Eric Minor, who had previously pleaded guilty to one count of bribery, was the last of 11 GSA employees or contractors to be sentenced for their roles in separate bribery schemes, prosecutors said.
Prosecutors said that Minor collected about $118,000 in kickback payments on work he awarded companies between 2007 and 2010 when he was a GSA customer service manager.
Minor’s job required him to hire companies to make minor repairs and alterations at space owned or leased by GSA. He paid for the work — up to $2,500 per job — with a government-issued credit card, prosecutors said.
When federal agents raided his home last year, they discovered more than $70,000 in cash stuffed in a box, prosecutors said.

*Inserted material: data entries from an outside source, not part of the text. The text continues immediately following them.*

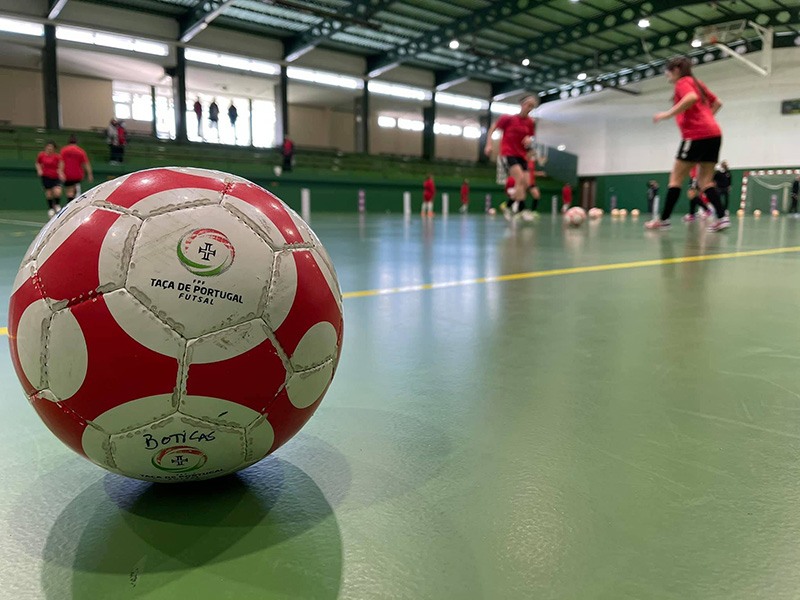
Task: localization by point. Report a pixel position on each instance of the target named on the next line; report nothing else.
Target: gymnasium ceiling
(562, 39)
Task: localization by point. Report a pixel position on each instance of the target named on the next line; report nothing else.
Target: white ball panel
(31, 334)
(115, 252)
(169, 200)
(260, 437)
(282, 290)
(136, 413)
(64, 229)
(196, 304)
(305, 387)
(179, 448)
(317, 345)
(225, 344)
(217, 410)
(142, 325)
(68, 357)
(261, 223)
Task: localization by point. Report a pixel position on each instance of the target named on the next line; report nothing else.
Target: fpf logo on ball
(179, 459)
(206, 252)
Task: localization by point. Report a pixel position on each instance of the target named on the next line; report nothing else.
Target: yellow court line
(571, 271)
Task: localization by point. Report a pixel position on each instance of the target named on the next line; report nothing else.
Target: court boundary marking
(554, 272)
(571, 271)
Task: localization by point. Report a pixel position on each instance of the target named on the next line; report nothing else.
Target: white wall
(612, 132)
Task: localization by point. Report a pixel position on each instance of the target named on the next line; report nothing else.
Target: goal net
(768, 190)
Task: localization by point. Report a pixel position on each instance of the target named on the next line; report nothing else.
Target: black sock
(672, 199)
(713, 197)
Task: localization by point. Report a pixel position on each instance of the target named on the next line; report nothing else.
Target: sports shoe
(658, 224)
(720, 224)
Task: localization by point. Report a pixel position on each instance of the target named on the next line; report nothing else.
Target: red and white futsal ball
(176, 324)
(575, 216)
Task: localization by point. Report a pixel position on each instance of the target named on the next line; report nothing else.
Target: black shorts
(510, 161)
(695, 151)
(49, 182)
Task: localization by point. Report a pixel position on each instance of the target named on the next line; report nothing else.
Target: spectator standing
(70, 169)
(233, 115)
(288, 154)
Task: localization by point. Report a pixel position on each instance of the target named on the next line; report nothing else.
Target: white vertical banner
(305, 203)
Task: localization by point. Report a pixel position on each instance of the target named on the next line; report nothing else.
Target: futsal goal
(768, 190)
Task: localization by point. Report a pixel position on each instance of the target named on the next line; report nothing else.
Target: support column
(52, 102)
(154, 129)
(362, 122)
(428, 137)
(281, 108)
(179, 94)
(485, 121)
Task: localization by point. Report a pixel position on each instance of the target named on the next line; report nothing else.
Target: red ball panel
(112, 354)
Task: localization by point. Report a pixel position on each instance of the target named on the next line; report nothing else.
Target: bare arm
(682, 106)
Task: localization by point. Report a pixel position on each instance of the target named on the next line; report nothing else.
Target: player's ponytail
(684, 67)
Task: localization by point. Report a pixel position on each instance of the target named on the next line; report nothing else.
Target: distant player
(464, 196)
(518, 132)
(47, 169)
(428, 192)
(694, 109)
(70, 169)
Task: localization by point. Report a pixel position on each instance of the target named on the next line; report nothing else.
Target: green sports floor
(578, 431)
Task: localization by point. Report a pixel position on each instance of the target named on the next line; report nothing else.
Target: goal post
(767, 189)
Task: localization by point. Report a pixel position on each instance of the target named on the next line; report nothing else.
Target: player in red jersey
(428, 191)
(70, 170)
(694, 109)
(47, 169)
(518, 132)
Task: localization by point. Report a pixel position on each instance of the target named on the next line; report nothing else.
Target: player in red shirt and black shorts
(73, 158)
(518, 132)
(47, 169)
(694, 109)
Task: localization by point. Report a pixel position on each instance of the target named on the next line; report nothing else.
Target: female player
(70, 169)
(518, 131)
(47, 169)
(694, 110)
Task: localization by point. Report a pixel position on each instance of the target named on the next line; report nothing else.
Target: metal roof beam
(471, 23)
(197, 19)
(54, 8)
(586, 28)
(358, 10)
(604, 60)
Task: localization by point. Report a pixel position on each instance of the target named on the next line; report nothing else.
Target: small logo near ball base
(206, 252)
(179, 459)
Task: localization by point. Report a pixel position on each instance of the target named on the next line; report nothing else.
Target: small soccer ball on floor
(175, 324)
(575, 216)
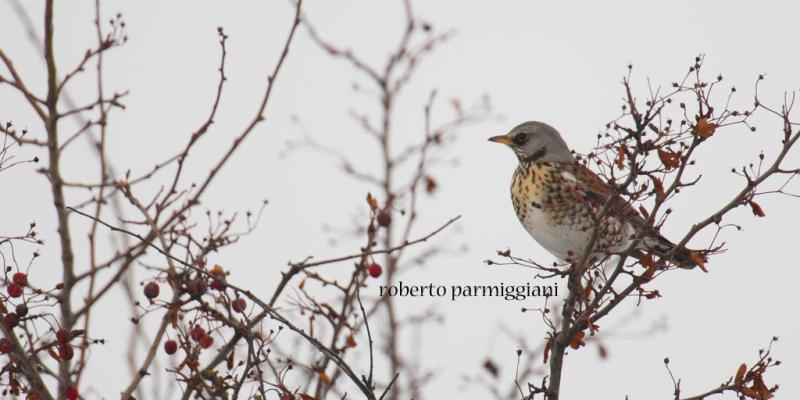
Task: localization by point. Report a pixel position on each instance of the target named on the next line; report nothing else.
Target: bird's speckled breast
(550, 203)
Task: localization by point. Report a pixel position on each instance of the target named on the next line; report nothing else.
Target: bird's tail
(682, 257)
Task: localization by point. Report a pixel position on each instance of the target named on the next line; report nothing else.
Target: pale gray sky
(551, 61)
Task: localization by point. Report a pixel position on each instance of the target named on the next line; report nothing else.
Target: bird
(559, 202)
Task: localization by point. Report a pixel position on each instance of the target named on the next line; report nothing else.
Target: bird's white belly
(563, 241)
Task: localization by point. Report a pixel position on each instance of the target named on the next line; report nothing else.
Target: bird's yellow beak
(500, 139)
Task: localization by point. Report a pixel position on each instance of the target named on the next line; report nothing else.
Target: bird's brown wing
(598, 192)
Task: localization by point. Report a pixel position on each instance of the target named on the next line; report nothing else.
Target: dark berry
(66, 352)
(151, 290)
(62, 336)
(197, 332)
(239, 305)
(20, 278)
(11, 320)
(15, 290)
(170, 346)
(21, 310)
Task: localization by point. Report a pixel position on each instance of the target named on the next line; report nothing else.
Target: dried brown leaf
(670, 159)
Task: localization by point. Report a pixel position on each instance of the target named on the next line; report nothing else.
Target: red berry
(11, 320)
(170, 346)
(239, 305)
(206, 341)
(66, 352)
(5, 345)
(151, 290)
(71, 393)
(21, 309)
(374, 270)
(20, 278)
(15, 290)
(62, 336)
(218, 284)
(197, 332)
(384, 219)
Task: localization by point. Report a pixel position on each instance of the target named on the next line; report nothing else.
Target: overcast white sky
(557, 62)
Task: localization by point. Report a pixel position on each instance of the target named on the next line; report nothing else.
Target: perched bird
(559, 202)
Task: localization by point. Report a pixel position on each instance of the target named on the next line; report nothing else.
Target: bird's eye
(521, 138)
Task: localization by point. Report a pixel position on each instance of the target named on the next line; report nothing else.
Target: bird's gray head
(536, 141)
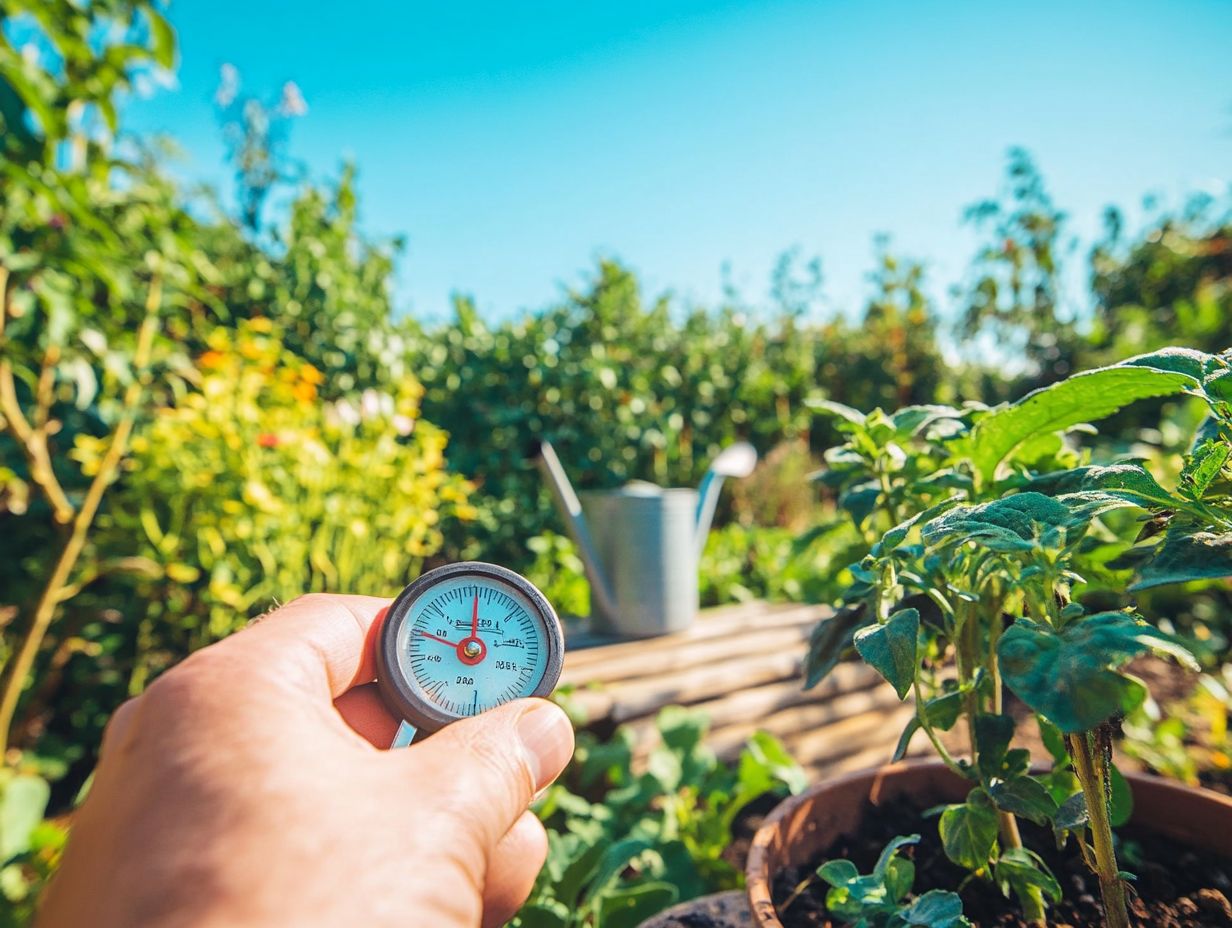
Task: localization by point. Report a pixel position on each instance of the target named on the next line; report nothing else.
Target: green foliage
(1031, 526)
(879, 900)
(1069, 675)
(624, 846)
(892, 650)
(251, 491)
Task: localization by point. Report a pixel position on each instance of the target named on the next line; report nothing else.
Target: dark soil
(1216, 780)
(1175, 887)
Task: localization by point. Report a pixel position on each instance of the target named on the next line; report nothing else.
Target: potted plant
(996, 534)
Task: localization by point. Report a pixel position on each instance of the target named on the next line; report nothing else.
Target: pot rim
(757, 876)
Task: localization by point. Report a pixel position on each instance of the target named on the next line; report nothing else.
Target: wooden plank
(757, 708)
(728, 740)
(850, 735)
(674, 659)
(711, 624)
(621, 701)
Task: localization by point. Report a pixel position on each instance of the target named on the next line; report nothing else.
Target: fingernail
(547, 737)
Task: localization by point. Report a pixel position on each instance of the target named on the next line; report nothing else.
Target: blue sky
(514, 143)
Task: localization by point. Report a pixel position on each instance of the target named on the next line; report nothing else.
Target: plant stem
(946, 758)
(1007, 825)
(58, 582)
(1093, 780)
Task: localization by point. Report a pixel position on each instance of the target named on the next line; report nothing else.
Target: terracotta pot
(802, 826)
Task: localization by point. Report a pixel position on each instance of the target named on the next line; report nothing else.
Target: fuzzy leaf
(1071, 675)
(830, 640)
(968, 831)
(1130, 482)
(935, 908)
(1182, 557)
(993, 735)
(1203, 465)
(891, 648)
(1020, 870)
(1024, 796)
(1072, 814)
(1015, 523)
(1084, 397)
(630, 907)
(887, 853)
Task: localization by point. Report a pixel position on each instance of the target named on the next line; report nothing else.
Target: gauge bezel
(397, 691)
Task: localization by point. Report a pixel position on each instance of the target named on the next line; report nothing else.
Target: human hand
(247, 788)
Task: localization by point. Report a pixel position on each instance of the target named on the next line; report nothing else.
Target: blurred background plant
(207, 409)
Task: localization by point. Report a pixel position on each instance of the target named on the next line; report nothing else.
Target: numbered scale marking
(465, 639)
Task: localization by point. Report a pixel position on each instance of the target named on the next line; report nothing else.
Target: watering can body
(644, 541)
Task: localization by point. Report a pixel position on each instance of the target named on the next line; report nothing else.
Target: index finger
(322, 641)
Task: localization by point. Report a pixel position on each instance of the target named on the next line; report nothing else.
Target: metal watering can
(640, 544)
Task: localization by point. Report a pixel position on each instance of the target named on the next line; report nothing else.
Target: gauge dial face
(472, 641)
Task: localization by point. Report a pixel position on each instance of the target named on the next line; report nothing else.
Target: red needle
(437, 637)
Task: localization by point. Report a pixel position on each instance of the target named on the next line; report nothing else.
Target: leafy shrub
(999, 533)
(624, 846)
(251, 491)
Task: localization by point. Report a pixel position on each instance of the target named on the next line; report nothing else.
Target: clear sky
(514, 142)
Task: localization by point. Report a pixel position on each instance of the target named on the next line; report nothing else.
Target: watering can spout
(571, 510)
(737, 461)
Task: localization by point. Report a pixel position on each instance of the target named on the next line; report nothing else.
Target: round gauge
(465, 639)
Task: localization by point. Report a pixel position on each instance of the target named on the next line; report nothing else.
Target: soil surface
(1175, 887)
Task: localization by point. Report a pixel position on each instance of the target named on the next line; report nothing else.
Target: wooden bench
(742, 666)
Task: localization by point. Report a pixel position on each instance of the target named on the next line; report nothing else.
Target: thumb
(487, 769)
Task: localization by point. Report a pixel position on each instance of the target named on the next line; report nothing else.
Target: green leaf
(993, 735)
(628, 908)
(935, 908)
(943, 711)
(1182, 557)
(860, 502)
(1203, 465)
(22, 802)
(1015, 523)
(1069, 677)
(838, 873)
(765, 764)
(1072, 814)
(891, 648)
(578, 873)
(888, 852)
(1024, 796)
(830, 640)
(612, 863)
(896, 536)
(162, 38)
(968, 831)
(1020, 870)
(542, 916)
(1191, 364)
(898, 878)
(1130, 482)
(1053, 740)
(1084, 397)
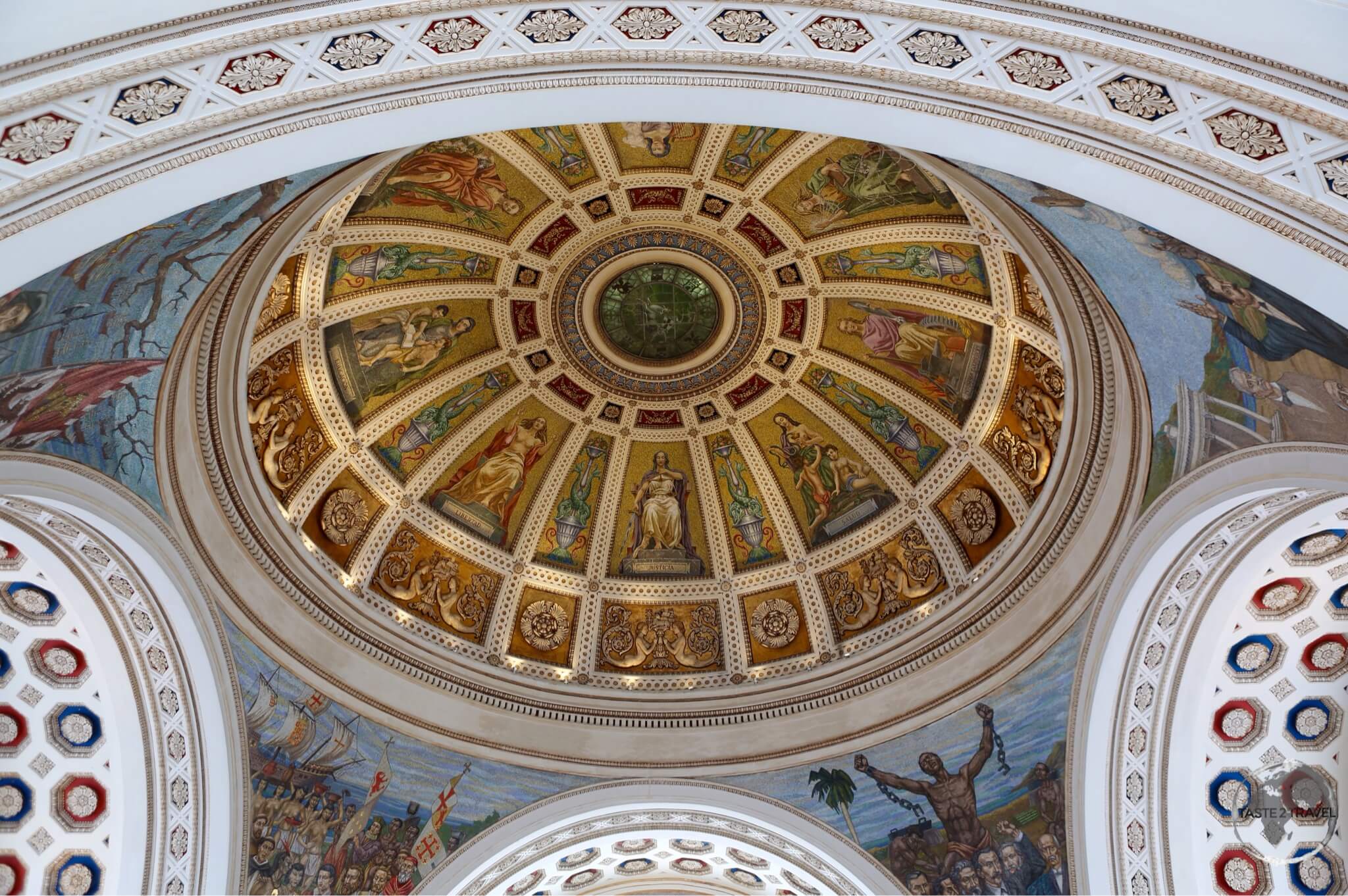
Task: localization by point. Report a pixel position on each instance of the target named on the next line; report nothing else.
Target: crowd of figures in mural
(340, 805)
(972, 803)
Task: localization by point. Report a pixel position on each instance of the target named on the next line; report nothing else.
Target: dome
(636, 422)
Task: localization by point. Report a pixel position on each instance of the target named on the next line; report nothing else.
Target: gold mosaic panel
(432, 582)
(660, 639)
(775, 623)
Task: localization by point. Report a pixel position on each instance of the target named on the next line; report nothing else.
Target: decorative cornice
(1178, 141)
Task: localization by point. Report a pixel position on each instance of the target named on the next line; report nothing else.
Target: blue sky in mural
(1141, 282)
(421, 771)
(1030, 714)
(88, 357)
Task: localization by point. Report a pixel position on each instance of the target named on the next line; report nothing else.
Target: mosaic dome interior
(581, 401)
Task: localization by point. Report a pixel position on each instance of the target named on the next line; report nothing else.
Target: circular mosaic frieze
(619, 345)
(775, 623)
(344, 516)
(973, 516)
(545, 626)
(658, 312)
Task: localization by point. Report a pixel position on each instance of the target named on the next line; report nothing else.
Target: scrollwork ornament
(775, 623)
(545, 626)
(346, 516)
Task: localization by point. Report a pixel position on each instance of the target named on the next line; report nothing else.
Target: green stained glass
(658, 312)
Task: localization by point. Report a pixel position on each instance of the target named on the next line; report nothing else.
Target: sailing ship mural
(342, 805)
(303, 751)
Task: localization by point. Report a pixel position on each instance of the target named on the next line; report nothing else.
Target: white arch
(149, 554)
(1161, 545)
(727, 816)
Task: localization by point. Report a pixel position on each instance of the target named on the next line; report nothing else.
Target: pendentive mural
(1231, 360)
(971, 803)
(342, 805)
(82, 347)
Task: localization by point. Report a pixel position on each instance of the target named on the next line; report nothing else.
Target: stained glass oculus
(658, 312)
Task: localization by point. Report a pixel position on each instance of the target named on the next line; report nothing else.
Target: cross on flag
(430, 848)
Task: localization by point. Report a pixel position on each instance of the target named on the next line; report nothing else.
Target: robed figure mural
(487, 487)
(660, 537)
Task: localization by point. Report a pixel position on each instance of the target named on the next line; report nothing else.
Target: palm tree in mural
(835, 789)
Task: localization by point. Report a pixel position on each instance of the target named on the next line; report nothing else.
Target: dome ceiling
(580, 401)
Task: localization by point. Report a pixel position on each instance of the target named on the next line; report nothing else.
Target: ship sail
(262, 707)
(297, 732)
(336, 747)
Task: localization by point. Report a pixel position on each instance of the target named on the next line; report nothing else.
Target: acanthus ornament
(973, 516)
(255, 72)
(743, 26)
(1246, 135)
(885, 584)
(37, 139)
(353, 51)
(835, 33)
(648, 23)
(455, 36)
(935, 49)
(550, 26)
(545, 626)
(1034, 69)
(346, 516)
(1138, 97)
(775, 623)
(149, 101)
(1335, 172)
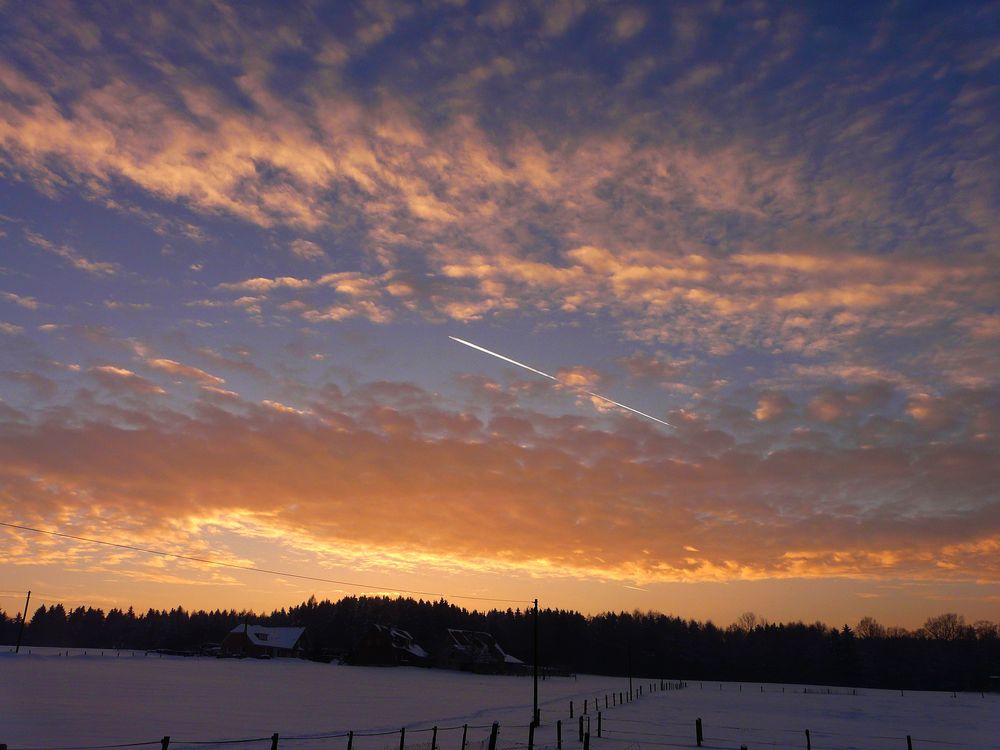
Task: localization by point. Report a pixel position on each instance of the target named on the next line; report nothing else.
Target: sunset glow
(238, 243)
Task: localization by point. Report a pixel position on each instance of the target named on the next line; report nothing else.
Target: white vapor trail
(552, 377)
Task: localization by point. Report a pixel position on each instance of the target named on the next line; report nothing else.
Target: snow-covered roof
(478, 641)
(271, 637)
(401, 639)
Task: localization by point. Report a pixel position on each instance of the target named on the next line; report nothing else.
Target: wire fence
(592, 719)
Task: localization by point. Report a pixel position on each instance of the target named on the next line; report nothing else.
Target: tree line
(945, 654)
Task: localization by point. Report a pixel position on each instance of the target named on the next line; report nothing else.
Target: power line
(254, 568)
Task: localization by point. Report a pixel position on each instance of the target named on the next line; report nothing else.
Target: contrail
(552, 377)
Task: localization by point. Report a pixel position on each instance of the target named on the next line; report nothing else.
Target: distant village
(380, 645)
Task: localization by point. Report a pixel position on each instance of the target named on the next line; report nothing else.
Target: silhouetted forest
(945, 654)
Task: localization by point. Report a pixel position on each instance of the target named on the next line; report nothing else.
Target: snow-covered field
(48, 700)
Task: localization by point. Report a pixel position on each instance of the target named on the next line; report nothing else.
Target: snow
(49, 700)
(282, 638)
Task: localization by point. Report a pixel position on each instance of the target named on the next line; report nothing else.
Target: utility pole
(534, 715)
(630, 669)
(24, 617)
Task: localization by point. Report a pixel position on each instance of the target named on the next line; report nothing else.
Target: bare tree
(748, 622)
(869, 627)
(946, 627)
(986, 630)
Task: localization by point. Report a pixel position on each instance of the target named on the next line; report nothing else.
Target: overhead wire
(254, 568)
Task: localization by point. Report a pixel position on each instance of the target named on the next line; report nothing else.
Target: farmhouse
(475, 651)
(260, 641)
(387, 646)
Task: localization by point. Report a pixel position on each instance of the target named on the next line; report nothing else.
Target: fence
(586, 720)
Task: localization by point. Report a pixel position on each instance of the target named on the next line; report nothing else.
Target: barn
(387, 646)
(262, 641)
(476, 651)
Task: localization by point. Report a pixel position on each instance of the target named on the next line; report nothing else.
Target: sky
(236, 238)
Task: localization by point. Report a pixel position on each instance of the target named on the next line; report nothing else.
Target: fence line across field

Besides sending Minor to prison, U.S. District Judge Ricardo M. Urbina also ordered the Upper Marlboro man to pay $118,000 in restitution to the government. Minor was allowed to apply the $70,000 seized at his house toward that amount; on Monday, he wrote a check for $46,000 to make up the difference.
Minor cried in court as he told Urbina that he was sorry for his conduct and that he was “a compassionate person” who deserved leniency. But the judge said that Minor deserved prison time, noting that the GSA employee — who is to resign Tuesday — took kickbacks on more than 300 small contracts he had awarded.
“Why did you keep on taking this money over and over and over again,” Urbina asked Minor.
“Stupidity, your honor,” Minor replied.
Federal prosecutors had asked Urbina to send Minor to prison for at least 37 months. However, Urbina said he believed that Minor had lived an otherwise unblemished life and felt that 2 1/2 years was appropriate. He added that he felt Minor “was a good man driven by greed.”